Monday Night’s Salisbury Housing Advocacy Commission’s 2nd Public Forum on the Remedial Action Plan (RAP) Proved Embarrassing

Posted on February 14, 2017



Todd Paris, Staff Writer and Salisbury Attorney

♦ As promised, I attended second public forum hosted by The Salisbury Housing Advocacy Commission (appointed by the Salisbury City Council) concerning the Remedial Action Plan (RAP) on properties tonight at One Water Street.  Arriving there, I and many other concerned citizens (mainly landlords and city wonks) parked in the parking lot beside the tracks.

The meeting concerned a proposed ordinance that would hold landlords responsible for “disorder activities” that occur of their properties. In attendance were City Council members David Post and Maggie Blackwell and the master of ceremonies was Preston Mitchell, who did an outstanding job MCing the event. Ice water and cookies were provided to the standing room only crowd of mostly landlords and real estate professionals, including Wallace Realty’s Greg Rapp and Victor Wallace.

Preston confirms that negative property designations and attendant fees and fines will run with the land to subsequent purchasers and I made it clear realtors and closing attorneys will need a searchable database.  A landlord questioned whether the Salisbury Police and code enforcement had the staff to implement this ordinance.  During that question Maggie Blackwell revealed that SPD is now 19 officers down. Someone else must have quit since last Tuesday.
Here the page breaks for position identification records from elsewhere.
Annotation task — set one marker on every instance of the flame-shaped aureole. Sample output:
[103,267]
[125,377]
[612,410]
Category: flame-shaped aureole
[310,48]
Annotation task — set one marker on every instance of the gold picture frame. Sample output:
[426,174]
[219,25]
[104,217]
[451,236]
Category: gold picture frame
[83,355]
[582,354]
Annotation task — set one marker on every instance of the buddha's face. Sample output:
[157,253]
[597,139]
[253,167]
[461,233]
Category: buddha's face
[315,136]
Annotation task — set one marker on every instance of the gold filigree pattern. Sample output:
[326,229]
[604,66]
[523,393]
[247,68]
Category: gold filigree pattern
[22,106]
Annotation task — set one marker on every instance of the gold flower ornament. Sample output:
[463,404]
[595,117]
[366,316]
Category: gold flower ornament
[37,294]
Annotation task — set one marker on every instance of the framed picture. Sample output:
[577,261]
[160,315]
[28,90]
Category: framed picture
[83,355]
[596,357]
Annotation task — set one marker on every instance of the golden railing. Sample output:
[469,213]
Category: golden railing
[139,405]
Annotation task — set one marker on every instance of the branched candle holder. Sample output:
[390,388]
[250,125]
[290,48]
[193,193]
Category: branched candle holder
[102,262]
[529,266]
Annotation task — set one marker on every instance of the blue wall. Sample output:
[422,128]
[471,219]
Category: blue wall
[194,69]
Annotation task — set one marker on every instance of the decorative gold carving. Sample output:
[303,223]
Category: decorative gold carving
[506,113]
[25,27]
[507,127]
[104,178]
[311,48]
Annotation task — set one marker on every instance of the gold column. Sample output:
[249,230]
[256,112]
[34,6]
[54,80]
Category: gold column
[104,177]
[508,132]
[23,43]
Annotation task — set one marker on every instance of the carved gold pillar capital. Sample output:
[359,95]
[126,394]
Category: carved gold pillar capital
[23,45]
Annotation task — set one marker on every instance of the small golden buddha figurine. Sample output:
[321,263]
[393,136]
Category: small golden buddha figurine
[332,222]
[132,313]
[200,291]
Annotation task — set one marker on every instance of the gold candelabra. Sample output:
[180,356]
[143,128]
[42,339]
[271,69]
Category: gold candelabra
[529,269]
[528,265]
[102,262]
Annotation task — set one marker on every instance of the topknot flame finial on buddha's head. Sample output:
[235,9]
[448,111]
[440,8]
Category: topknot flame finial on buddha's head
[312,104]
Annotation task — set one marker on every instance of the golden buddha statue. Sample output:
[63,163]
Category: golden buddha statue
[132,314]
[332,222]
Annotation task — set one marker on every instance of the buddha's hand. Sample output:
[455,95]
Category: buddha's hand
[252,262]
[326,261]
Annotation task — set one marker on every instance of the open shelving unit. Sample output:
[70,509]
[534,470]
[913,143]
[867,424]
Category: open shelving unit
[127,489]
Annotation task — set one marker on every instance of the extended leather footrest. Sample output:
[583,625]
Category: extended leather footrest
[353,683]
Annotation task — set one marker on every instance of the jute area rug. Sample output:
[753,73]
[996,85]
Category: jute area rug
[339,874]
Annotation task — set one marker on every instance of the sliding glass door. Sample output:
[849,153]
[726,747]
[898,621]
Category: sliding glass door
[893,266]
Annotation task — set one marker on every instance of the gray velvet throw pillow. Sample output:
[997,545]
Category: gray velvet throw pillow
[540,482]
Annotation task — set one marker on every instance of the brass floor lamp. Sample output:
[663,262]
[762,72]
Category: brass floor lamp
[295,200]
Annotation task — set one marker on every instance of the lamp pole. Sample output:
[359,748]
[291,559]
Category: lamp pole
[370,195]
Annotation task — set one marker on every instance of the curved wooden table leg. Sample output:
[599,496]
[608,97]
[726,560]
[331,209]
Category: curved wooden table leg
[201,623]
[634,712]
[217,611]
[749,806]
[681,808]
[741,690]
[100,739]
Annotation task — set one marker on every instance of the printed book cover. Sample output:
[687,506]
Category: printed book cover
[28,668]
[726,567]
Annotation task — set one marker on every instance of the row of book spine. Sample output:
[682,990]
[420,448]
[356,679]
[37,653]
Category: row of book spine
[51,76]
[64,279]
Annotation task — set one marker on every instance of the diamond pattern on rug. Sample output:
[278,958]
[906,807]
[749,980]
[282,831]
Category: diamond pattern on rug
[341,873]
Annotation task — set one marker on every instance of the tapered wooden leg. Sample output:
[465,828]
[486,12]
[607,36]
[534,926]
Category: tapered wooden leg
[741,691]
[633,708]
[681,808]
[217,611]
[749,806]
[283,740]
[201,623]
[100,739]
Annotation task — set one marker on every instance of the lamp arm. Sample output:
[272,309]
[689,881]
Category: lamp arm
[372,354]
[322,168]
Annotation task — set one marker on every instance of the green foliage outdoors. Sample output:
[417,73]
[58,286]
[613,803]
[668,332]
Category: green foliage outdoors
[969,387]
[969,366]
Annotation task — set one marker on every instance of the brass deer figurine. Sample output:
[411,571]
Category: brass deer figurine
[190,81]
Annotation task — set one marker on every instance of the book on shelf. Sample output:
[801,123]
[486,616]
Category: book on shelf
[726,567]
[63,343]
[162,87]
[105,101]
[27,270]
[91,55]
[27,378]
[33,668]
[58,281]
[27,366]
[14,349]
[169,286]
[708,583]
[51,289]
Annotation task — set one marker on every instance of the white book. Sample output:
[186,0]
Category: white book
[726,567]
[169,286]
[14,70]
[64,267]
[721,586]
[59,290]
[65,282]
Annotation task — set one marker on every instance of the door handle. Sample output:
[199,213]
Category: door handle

In general, the landlords recognized quickly that despite the “relationship building” propaganda being spin, that this ordinance was a punitive measure aimed at forcing landlords to evict folks SPD deemed disruptive. Many complained about SPD’s lack of manpower and inability to properly respond to crime and at least one commenter chided at the City’s attempt to force them to do “the city’s job” in this regard.

David Post mentioned the language from my last article that landlords will need to add to their lease as a possibility and I explained how this would allow landlords to evict with little legal drama just based upon the property being placed on the “In Need of Remedial Action” (INRA) list. This seemed to make the idea somewhat more palatable to some. City staff indicated that I was wrong in that a new state law prohibited criminal penalties from being assessed against landlords. This was good to know, and as a married man, I am used to being corrected from time to time.

There were a number of citizens whose comments clearly fell into the “we have to do something” column regarding absentee landlords and crime; however the majority of landlords seemed tepid to openly resistant to the ordinance.

Preston promised me a second time to speak and I begin to talk about “legalities” when suddenly well known Landlord Mr. Padget returned to the room and announced that his truck broken into, mere feet from the entrance. A mad scramble ensued as those in attendance rushed to their cars and found two additional vehicles were rifled as well.  We learned later that Maggie Blackwell was one of the victims. Now she might be more understanding when one of our citizens suffers during Salisbury’s immense tidal wave of crime.

I ran to the car and retrieved my Glock, lest deadly mayhem ensue, but the perpetrators were long gone. Another long suffering, exhausted, underpaid and overworked SPD Officer arrived to take the reports. While I did not speak to him, his fatigue was apparent.

It makes one wonder whether Salisbury’s criminal element has become sophisticated enough to spot the meeting on the Fibrant network and realize landlords often carry around large sums of cash, particularly on nights where they can’t get to the bank because of an important meeting.

I am breaking a promise. I said I would come up with an opinion regarding this ordinance tonight. While the RAP ordinance appears to be a confusing muddle at this point, perhaps elements of it might be salvageable. My offer to help remains open.

It’s a sad state of affairs when you can’t even have a meeting to force landlords to fight crime for you without them becoming victims of crime themselves. Perhaps for the next meeting the city can hire a deputy sheriff to provide parking lot security.